A 76-year-old man presented with 1 month history of dyspnoea and bilateral leg swelling. Examination revealed moderate pitting peripheral oedema and a systolic murmur. The electrocardiogram showed sinus rhythm with right bundle branch block, and T wave inversions in V1–V3. Both troponin-T (50 ng/L) and N Terminal Brain Natriuretic Peptide (8431 ng/L) were elevated. A transthoracic echocardiogram showed a mass occupying the apical third of the right ventricle (RV) (Panel A, *) with surrounding small pericardial effusion (Panel A, arrow).

To characterize the RV mass, contrast enhanced images were obtained. Immediately after administration, there was opacification of the RV cavity with no perfusion of the mass (Panel B). After 10–20 s, there was widespread, homogenous uptake of microbubble within the RV mass (Panel C). This confirmed the perfusion of the mass and therefore the most likely diagnosis of vascular malignant tumour rather than an avascular thrombus. The mass also protruded into the right ventricular outflow tract and pulmonary valve, causing obstruction (Vmax 3.42 m/s) (Panel D).

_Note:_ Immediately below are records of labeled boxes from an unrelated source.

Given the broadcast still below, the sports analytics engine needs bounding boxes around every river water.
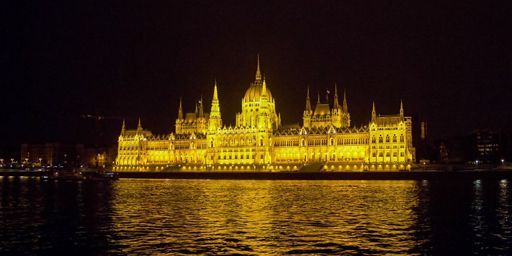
[0,178,512,255]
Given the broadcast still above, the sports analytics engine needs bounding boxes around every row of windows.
[372,134,404,143]
[372,152,405,157]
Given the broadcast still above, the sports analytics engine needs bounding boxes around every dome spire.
[343,90,348,113]
[306,86,311,111]
[137,117,142,131]
[256,53,261,81]
[400,100,404,117]
[333,83,340,109]
[372,101,377,121]
[121,119,126,135]
[178,97,183,119]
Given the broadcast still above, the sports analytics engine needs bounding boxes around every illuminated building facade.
[115,59,415,171]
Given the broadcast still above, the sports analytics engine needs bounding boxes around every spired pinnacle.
[372,101,377,121]
[213,80,219,100]
[333,83,340,109]
[178,97,183,119]
[400,100,404,116]
[306,86,311,111]
[137,117,142,131]
[121,119,126,135]
[256,53,261,81]
[343,90,348,112]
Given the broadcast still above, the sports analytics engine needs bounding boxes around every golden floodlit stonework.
[114,58,415,171]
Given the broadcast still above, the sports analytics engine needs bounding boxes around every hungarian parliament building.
[114,58,415,171]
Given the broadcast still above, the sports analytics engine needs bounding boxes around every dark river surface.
[0,178,512,255]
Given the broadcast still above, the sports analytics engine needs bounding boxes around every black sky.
[0,0,512,146]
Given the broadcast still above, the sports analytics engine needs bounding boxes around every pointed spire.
[208,81,222,130]
[121,119,126,135]
[400,100,404,117]
[256,53,261,81]
[212,80,219,100]
[332,83,340,109]
[261,78,267,95]
[343,90,348,113]
[137,117,142,131]
[178,97,183,119]
[199,95,204,117]
[372,101,377,121]
[306,86,311,111]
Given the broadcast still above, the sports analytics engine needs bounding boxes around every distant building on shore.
[114,59,415,171]
[19,143,116,167]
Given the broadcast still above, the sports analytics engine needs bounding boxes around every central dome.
[244,82,272,101]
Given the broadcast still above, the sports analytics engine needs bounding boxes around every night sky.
[0,0,512,147]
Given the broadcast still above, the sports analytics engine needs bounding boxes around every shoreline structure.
[0,169,512,181]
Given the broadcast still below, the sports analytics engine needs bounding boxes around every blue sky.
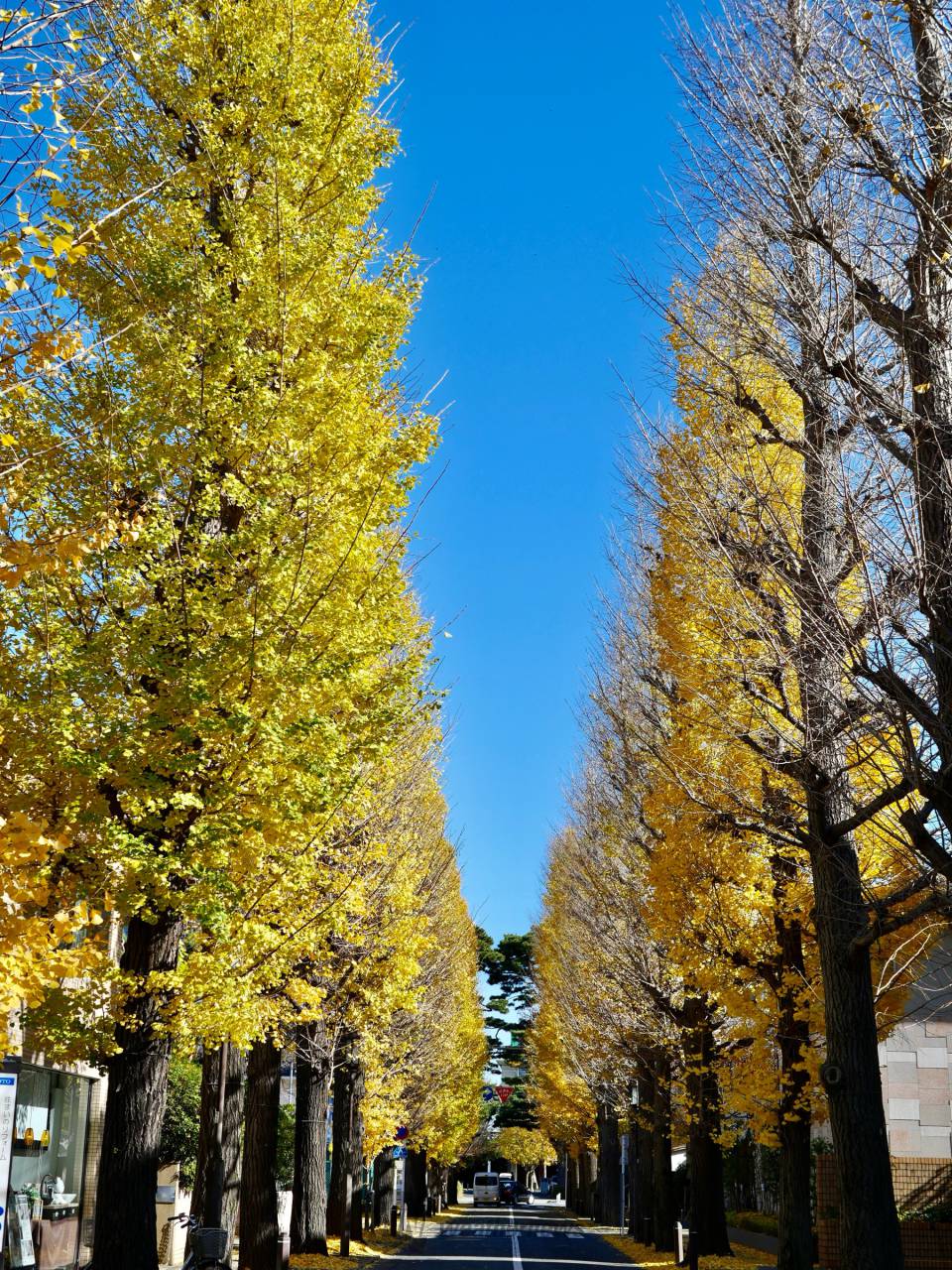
[377,0,690,936]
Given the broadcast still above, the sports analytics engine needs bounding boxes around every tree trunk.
[595,1102,622,1225]
[565,1152,581,1214]
[576,1149,595,1216]
[327,1034,363,1235]
[404,1151,426,1216]
[90,912,181,1270]
[239,1040,281,1270]
[291,1021,331,1256]
[373,1148,396,1225]
[684,997,731,1256]
[784,10,902,1270]
[191,1045,248,1248]
[774,894,813,1270]
[652,1054,674,1252]
[797,375,902,1270]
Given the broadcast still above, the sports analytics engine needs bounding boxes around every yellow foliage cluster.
[531,294,934,1151]
[0,0,484,1160]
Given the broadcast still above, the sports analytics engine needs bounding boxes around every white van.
[472,1174,499,1207]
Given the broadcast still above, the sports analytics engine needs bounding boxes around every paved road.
[387,1204,631,1270]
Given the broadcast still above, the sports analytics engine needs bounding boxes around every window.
[5,1066,91,1270]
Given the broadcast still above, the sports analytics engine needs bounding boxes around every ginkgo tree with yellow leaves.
[0,3,461,1270]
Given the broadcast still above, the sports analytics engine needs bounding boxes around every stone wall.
[816,1155,952,1270]
[880,940,952,1160]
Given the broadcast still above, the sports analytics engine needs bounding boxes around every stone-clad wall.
[880,1020,952,1160]
[880,939,952,1160]
[816,1155,952,1270]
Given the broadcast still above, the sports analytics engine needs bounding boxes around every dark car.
[499,1178,516,1204]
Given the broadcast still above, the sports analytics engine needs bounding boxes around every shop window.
[5,1066,91,1270]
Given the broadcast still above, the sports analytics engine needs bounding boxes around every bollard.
[688,1230,698,1270]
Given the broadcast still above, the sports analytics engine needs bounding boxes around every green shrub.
[159,1058,202,1190]
[898,1199,952,1221]
[727,1212,776,1235]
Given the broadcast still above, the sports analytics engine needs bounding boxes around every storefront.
[3,1063,95,1270]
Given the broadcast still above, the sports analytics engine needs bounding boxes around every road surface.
[386,1204,631,1270]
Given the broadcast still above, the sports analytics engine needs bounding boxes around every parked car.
[472,1174,499,1207]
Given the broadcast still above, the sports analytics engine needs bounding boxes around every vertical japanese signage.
[0,1072,17,1248]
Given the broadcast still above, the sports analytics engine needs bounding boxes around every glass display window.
[4,1065,91,1270]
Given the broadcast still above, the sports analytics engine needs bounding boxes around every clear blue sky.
[376,0,692,936]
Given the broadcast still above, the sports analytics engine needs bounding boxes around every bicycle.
[169,1212,231,1270]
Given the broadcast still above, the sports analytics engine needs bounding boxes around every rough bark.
[576,1151,595,1216]
[90,912,181,1270]
[565,1153,581,1212]
[784,0,902,1270]
[191,1045,248,1247]
[684,997,731,1256]
[327,1035,363,1235]
[595,1102,622,1225]
[797,286,902,1270]
[239,1040,281,1270]
[373,1148,396,1225]
[652,1052,674,1252]
[404,1151,426,1216]
[774,889,813,1270]
[291,1021,331,1256]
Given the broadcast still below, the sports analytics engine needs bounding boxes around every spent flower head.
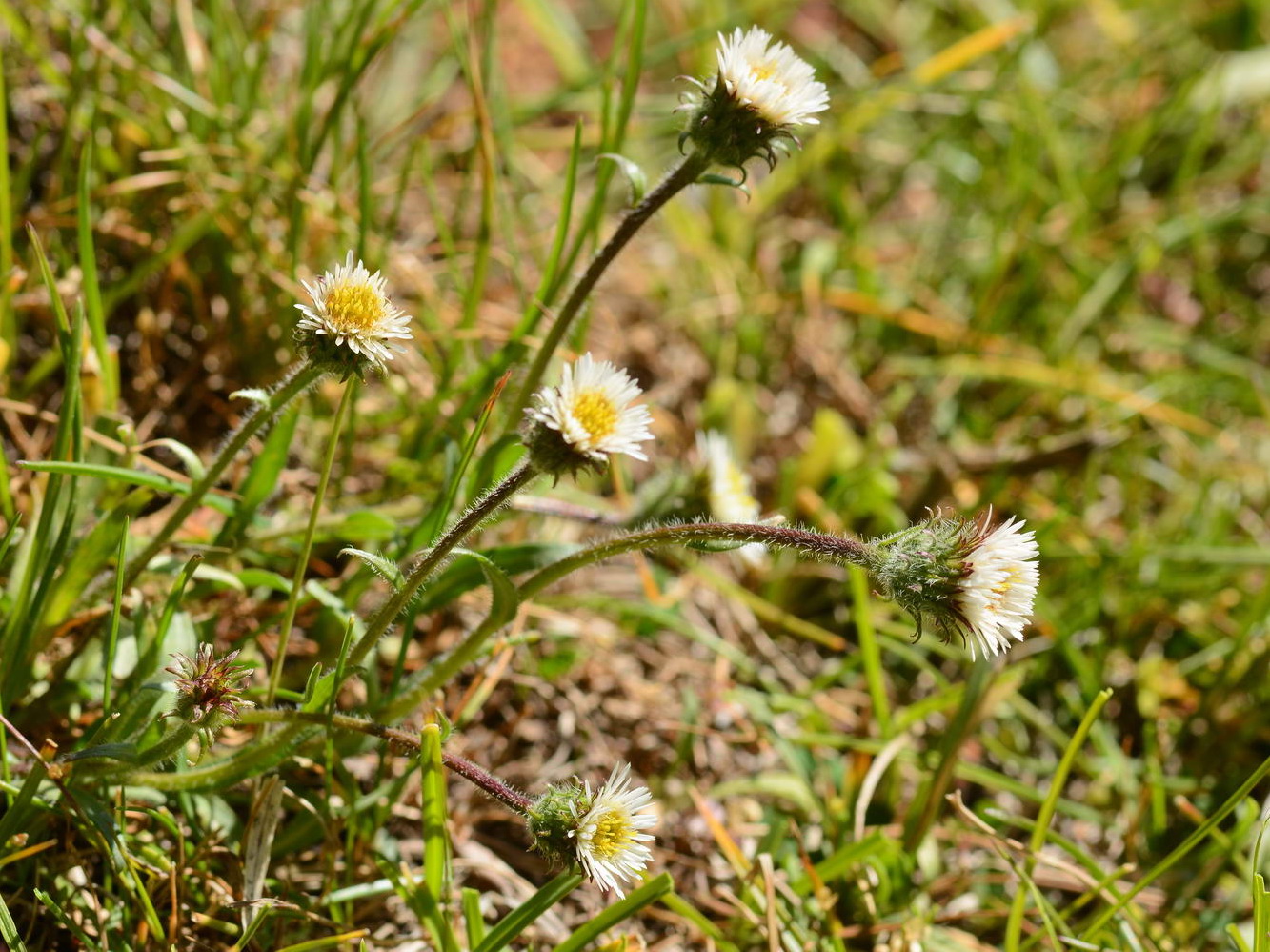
[697,430,767,564]
[874,510,1040,658]
[164,644,252,749]
[296,252,411,376]
[525,354,653,476]
[527,764,656,896]
[679,27,829,168]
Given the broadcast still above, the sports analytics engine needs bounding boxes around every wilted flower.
[697,430,766,564]
[680,27,829,168]
[296,252,411,371]
[527,764,656,896]
[164,644,252,749]
[871,511,1040,658]
[525,354,653,474]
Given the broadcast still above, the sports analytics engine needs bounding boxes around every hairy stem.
[348,460,538,667]
[512,152,710,416]
[521,522,877,598]
[264,380,355,704]
[243,709,534,814]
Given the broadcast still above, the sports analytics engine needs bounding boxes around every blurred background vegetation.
[0,0,1270,949]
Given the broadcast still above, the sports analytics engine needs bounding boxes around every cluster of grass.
[0,0,1270,952]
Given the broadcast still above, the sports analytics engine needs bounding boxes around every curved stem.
[123,362,327,587]
[519,522,877,598]
[264,380,355,704]
[512,152,710,416]
[348,460,538,667]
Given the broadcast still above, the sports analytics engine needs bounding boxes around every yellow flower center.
[571,390,617,439]
[992,566,1022,609]
[327,281,384,333]
[591,810,633,860]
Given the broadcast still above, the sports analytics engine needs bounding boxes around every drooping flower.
[679,27,829,168]
[955,518,1040,658]
[525,354,653,474]
[573,764,656,896]
[697,430,766,564]
[870,510,1040,658]
[296,252,411,371]
[525,764,656,896]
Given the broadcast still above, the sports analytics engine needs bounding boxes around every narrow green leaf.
[473,871,582,952]
[0,896,27,952]
[216,408,300,547]
[555,873,675,952]
[339,545,405,589]
[76,138,119,404]
[460,886,487,948]
[18,460,233,514]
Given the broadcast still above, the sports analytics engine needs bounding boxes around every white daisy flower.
[296,252,411,369]
[953,518,1040,658]
[526,354,653,472]
[697,430,767,564]
[569,764,656,896]
[718,27,829,126]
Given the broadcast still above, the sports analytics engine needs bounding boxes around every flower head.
[697,430,766,564]
[526,764,656,896]
[718,27,829,126]
[680,27,829,168]
[164,644,252,750]
[525,354,653,474]
[296,252,411,373]
[954,518,1040,658]
[572,764,656,896]
[874,510,1040,658]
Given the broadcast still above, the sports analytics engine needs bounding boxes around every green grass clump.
[0,0,1270,952]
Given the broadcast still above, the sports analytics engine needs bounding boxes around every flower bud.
[164,644,252,750]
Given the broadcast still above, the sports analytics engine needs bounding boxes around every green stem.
[243,708,534,814]
[111,712,312,791]
[123,361,327,587]
[381,604,507,720]
[512,152,710,426]
[348,460,538,667]
[1003,688,1111,952]
[521,522,877,598]
[264,380,355,704]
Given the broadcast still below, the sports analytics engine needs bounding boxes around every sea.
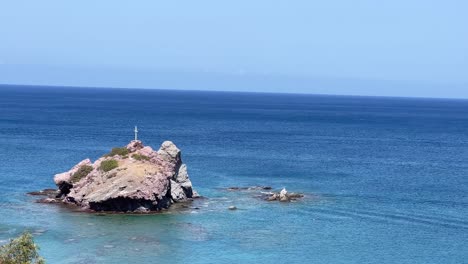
[0,85,468,264]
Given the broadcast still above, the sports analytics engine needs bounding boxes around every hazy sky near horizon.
[0,0,468,97]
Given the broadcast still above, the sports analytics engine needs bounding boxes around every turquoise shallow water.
[0,86,468,263]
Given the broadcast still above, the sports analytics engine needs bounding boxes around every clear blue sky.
[0,0,468,98]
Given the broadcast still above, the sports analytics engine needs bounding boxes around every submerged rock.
[265,188,304,202]
[43,140,198,213]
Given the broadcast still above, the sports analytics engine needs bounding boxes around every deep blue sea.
[0,86,468,264]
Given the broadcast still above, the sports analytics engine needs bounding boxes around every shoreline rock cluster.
[36,140,199,213]
[226,186,304,202]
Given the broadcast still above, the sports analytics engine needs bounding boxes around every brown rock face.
[54,141,194,212]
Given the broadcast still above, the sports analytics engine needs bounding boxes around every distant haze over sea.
[0,64,468,98]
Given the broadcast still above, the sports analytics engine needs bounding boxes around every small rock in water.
[133,206,149,213]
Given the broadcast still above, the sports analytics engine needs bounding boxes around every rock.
[28,189,58,196]
[263,188,304,202]
[37,198,60,203]
[279,188,290,202]
[54,159,91,185]
[267,193,279,201]
[133,206,149,213]
[47,140,198,213]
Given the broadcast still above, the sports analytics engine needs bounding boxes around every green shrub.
[104,147,128,157]
[0,232,45,264]
[70,165,93,183]
[100,159,119,172]
[132,154,150,160]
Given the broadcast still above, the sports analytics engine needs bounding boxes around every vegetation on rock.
[104,147,128,157]
[0,232,45,264]
[132,154,150,160]
[70,165,93,183]
[99,159,119,172]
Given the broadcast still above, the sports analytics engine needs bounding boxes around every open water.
[0,86,468,264]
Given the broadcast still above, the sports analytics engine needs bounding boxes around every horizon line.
[0,83,468,101]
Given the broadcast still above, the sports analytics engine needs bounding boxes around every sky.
[0,0,468,98]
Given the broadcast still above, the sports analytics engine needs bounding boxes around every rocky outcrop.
[225,186,304,202]
[49,140,197,213]
[266,188,304,202]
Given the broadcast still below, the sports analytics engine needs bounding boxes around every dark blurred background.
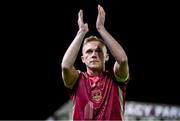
[0,0,180,120]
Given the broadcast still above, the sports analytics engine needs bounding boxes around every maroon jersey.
[70,71,126,120]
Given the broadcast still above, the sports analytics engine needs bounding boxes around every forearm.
[61,31,85,68]
[98,27,127,64]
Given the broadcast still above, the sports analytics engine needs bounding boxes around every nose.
[92,51,97,58]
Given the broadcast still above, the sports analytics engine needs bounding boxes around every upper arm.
[113,61,129,82]
[62,67,79,89]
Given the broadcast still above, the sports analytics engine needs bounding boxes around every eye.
[86,50,93,53]
[96,48,102,53]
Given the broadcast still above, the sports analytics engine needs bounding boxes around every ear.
[81,56,85,63]
[105,54,109,61]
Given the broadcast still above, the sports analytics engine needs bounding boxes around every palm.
[96,5,105,29]
[78,10,89,33]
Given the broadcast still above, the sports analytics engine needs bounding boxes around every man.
[61,5,129,120]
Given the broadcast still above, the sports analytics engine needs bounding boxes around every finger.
[78,10,83,19]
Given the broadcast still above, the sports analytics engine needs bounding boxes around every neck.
[87,68,104,76]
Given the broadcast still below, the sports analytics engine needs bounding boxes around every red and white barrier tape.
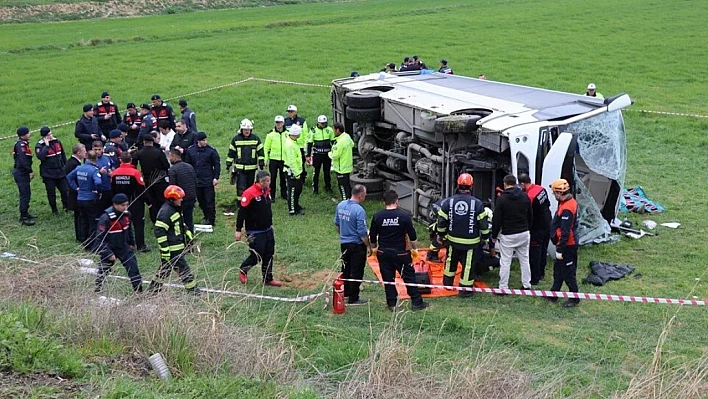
[342,279,708,306]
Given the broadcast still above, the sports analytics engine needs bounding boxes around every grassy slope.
[0,0,708,394]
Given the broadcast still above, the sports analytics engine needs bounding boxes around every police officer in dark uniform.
[96,194,143,293]
[369,190,428,311]
[150,94,175,130]
[12,126,35,226]
[111,152,150,252]
[93,91,121,141]
[234,170,283,287]
[438,173,489,297]
[34,126,69,216]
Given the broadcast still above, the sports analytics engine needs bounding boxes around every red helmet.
[164,184,184,199]
[457,173,474,187]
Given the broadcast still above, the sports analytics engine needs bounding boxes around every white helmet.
[288,125,302,137]
[241,119,253,130]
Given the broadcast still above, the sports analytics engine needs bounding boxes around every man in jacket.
[12,126,35,226]
[34,126,69,216]
[305,115,334,194]
[519,173,551,285]
[547,179,580,308]
[148,186,199,294]
[74,104,106,149]
[96,194,143,293]
[327,122,354,200]
[437,173,489,297]
[226,119,265,202]
[492,175,533,289]
[234,170,283,287]
[167,148,197,231]
[184,132,221,226]
[263,115,288,202]
[111,152,150,252]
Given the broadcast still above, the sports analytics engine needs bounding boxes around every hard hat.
[164,184,184,199]
[288,125,302,137]
[550,179,570,194]
[241,119,253,130]
[457,173,474,187]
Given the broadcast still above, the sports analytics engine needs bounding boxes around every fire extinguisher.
[332,274,346,314]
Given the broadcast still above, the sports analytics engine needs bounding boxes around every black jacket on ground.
[492,187,533,238]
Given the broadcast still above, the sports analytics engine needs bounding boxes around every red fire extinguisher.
[332,274,346,314]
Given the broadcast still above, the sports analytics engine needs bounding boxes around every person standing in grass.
[334,184,372,305]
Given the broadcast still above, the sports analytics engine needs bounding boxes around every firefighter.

The patient underwent RV biopsy which revealed high grade B cell lymphoma. Positron emission tomography showed stage IV disease with nodal involvement above and below the diaphragm (Panel E) and a large area of intense uptake involving mainly the RV, interventricular septum, the LV apex, and part of basal left lateral wall (Panel F). Subsequently, he was considered for chemotherapy but had poor functional status and was palliated. This case demonstrates the utility of contrast enhanced ultrasound for assessment of vascularity of cardiac masses to help identify aetiology.

Data availability

No new data were generated or analysed in support of this research.

Author notes

Conflict of interest: None declared.